Keeping families together and reducing the number of people who return to prison is the goal behind a first of its kind regional program in St. Louis.        

So far, Concordance Academy of Leadership has gotten the support of the City of St. Louis, along with St. Charles and St. Louis counties.           

Folks at the academy say ex-cons are behind 60 to 65 percent of all crime in the St. Louis region.The academy worked with Washington University for two years to create a program they hope will successfully turn that around, and help to reduce crime.

The focus is on 250 parolees who were released into the St. Louis community.

It begins six months before their release and continues 12 months after.               

President and CEO Danny Ludeman said these people are usually dealing with a variety of issues, like mental health, substance use disorders, lack of education and even limited housing options.
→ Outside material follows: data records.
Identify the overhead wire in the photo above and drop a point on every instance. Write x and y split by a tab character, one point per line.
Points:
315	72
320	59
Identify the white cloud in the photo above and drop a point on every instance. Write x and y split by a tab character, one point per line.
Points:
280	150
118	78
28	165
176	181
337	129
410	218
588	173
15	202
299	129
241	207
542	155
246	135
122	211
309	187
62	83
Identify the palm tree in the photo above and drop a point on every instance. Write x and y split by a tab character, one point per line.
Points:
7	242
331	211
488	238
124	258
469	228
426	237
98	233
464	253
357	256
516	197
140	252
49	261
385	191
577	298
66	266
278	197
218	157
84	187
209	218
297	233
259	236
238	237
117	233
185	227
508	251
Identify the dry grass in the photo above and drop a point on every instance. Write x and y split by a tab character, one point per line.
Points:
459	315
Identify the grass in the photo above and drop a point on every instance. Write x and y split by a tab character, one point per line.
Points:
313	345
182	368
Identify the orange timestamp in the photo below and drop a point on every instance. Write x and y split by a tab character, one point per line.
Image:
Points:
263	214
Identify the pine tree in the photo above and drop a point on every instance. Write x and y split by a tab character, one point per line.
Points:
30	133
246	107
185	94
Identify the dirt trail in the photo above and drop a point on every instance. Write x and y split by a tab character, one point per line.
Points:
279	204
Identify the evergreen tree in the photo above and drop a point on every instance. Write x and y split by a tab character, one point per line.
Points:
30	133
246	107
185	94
Unlike other programs that tend to focus on one of these issues, Concordance is seen as a one-stop help for ex-cons.

“Our goal is to reduce the horrific number, which is why this all started, is that 77 percent of people coming out of prison return in about a five year period and it’s been that way for 30 years. So the goal is to reduce that by a third,” Ludeman said.

Yolanda Baker is one of the current participants. Baker said she was in prison for three years for stealing.

She said the academy is needed in the St. Louis region.

“We need stuff like this when you come out from being incarcerated, we need things to be able to keep us maintained and focused on what we need to do and Concordance, is there for us through everything,” Baker said.

Baker is hoping the program will help her better her daughter’s life, which studies have shown can be affected when a parent is incarcerated.

“It’s a source issue in the sense that there are 10 million children during a child’s lifetime who will have either one or both parents incarcerated. Those children have a 70 percent chance of going to prison themselves. So if we can help this population, unify families then that lowers that risk on children,” Ludeman said.

The academy is still in its early stages, in fact, its first participants have yet to complete the 18 months.

If the program is proven effective, the academy hopes to develop a pay for performance contract with the state.